Só sei que sei muito pouco sobre tango. Sei muito que nós brasileiros, não se sabe porque cargas d’água, sempre vivemos de costas para os sons produzidos pelos nossos vizinhos sulamericanos. Uma tremenda burrada. Nossas antenas musicais, como Chico Buarque, Caetano e Milton Nascimento tentaram crossovers no passado visitando a praia lírica de Pablo Milanez, Victor Jara e Mercedes Sosa. Mais recentemente, bandas como Os Paralamas do Sucesso apresentaram grupos como Los Pericos e integradores como Paulinho Moska divulgaram nomes como Jorge Drexler e Luciano Supervielle . Muito pouco para o rico universo musical produzido pelos hermanos.

Às vezes fico com a consciência pesada com relação a esse desconhecimento. Se antes era difícil ter acesso à bagagem sonora da sulamérica, devido a um mercado voltado para produtos nacionais e cantores do mainstream norte-americano e europeu, com a internet a gente não tem desculpas para dar.

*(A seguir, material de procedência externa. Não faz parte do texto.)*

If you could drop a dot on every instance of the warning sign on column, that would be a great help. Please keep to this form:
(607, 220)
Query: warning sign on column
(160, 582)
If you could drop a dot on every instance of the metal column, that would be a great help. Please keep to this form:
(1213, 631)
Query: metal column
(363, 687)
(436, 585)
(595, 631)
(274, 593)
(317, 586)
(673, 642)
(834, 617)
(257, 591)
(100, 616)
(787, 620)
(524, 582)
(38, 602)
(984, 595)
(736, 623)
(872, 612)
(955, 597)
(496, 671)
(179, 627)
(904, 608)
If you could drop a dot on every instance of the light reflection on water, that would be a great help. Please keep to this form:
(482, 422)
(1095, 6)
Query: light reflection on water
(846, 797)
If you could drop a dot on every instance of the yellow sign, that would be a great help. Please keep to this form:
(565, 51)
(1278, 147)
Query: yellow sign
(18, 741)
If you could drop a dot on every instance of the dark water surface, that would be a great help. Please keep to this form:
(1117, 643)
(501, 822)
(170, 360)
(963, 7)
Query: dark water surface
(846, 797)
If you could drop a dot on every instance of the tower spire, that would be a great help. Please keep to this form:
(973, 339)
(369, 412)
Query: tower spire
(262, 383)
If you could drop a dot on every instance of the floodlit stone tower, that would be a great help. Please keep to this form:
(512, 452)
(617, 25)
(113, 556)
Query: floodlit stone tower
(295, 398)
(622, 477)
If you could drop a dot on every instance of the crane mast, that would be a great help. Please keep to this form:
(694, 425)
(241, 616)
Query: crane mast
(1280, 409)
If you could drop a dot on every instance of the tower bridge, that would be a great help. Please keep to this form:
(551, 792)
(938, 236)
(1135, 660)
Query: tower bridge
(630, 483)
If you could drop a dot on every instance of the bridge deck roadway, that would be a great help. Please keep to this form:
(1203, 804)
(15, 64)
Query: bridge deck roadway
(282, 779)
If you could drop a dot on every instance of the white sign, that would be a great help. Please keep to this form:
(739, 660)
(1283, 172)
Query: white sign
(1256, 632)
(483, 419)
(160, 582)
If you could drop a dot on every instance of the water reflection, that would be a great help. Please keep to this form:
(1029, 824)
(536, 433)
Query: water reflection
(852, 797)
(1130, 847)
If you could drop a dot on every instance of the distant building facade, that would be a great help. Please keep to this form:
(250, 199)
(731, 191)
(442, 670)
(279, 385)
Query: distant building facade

E foi sapeando na grande rede que dei de cara com Daniel Melingo, um dos muito nomes argentinos que exercitam e renovam o mais radical e apaixonado ritmo daquele país.

De Melingo ouvi Maldito Tango(2007). Mas, o que dizer deste álbum se sei tão pouco sobre o tango? O fato é que meus ouvidos se extasiaram. A voz rouquenha e oldfashioned do argentino, que mistura a potência dos exímios e mui conhecidos intérpretes de outrora, como Carlos Gardel, ao despojamento de roqueiros subversivos como Nick Cave, impressiona pela entrega. Mas, não é isso que é o tango, pura entrega?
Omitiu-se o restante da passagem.